Mr Varadkar was speaking in relation to the allegations levied at former artistic director of the Gate Theatre Michael Colgan.
Several women, including former employees at the Gate Theatre, have made claims against Mr Colgan ranging from verbal harassment to inappropriate behaviour.
Theatre director and arts practitioner Grace Dyas was the first woman to speak out.
Mr Colgan is expected to issue a statement regarding the allegations in the coming days.
Mr Varadkar said: "I don't think that anyone can ever tolerate systemic bullying or harassment or physical or sexual assault in any workplace, whether it's the arts, or the Oireachtas or anywhere else."
He added he is "encouraged by the fact that more people are willing to come forward and tell their stories" and as a means of changing "the culture around these issues".
However, he also said: "It's important at the same time that as society we don't enter 'The Crucible' here.
"Allegations are allegations and they should be taken seriously, but we shouldn't always assume they're true and that's why they need to be investigated first."
He added: "I think we need to bear in mind that all forms of inappropriate behaviour or boorish behaviour or obnoxious behaviour don't necessarily constitute bullying sexual assault."

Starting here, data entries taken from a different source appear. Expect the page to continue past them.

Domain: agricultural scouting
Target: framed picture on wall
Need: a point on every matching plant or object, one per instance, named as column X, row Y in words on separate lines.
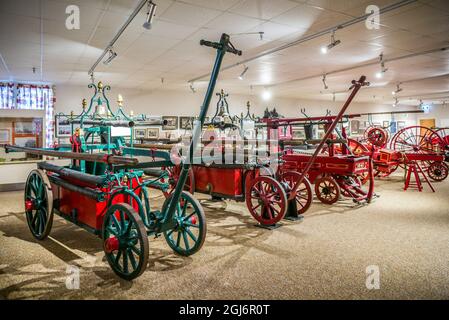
column 24, row 128
column 299, row 134
column 186, row 123
column 355, row 126
column 172, row 123
column 393, row 127
column 5, row 136
column 29, row 142
column 152, row 133
column 62, row 130
column 140, row 133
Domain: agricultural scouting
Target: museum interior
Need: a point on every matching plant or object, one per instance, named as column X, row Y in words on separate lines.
column 224, row 149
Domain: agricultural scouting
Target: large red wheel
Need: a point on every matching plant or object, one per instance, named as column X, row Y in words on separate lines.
column 266, row 200
column 444, row 135
column 357, row 148
column 438, row 171
column 420, row 140
column 417, row 139
column 376, row 136
column 173, row 177
column 303, row 195
column 327, row 190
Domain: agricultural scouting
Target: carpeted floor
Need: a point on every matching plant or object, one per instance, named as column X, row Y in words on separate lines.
column 404, row 234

Mr Varadkar said that although the Gate Theatre receives substantial public funding it is not a public body and it is a matter for the company itself "to put in place its own procedures to investigate them properly".
The board of the Gate Theatre has hired an external consultancy company, Reputation Inc, to field queries regarding the harassment controversy.
The board has held several emergency meetings in recent days to discuss the allegations. Reputation Inc says the board will issue a statement shortly.
Speaking on RTÉ's 'Claire Byrne Live' last night, Ms Dyas said Mr Colgan had "too much power".
"He wasn't accountable to anybody in that structure, he wasn't accountable to the Arts Council, he wasn't accountable to the Government, he wasn't accountable to his own board - he sat on his own board.
"He could literally do what he liked and nobody had any recourse," she said.
Arts Council director Orlaith McBride said she believed staff at the Gate were living in a "culture of fear".
Ms McBride stressed that this culture of fear is not confined to the Gate and can be found "across the sector".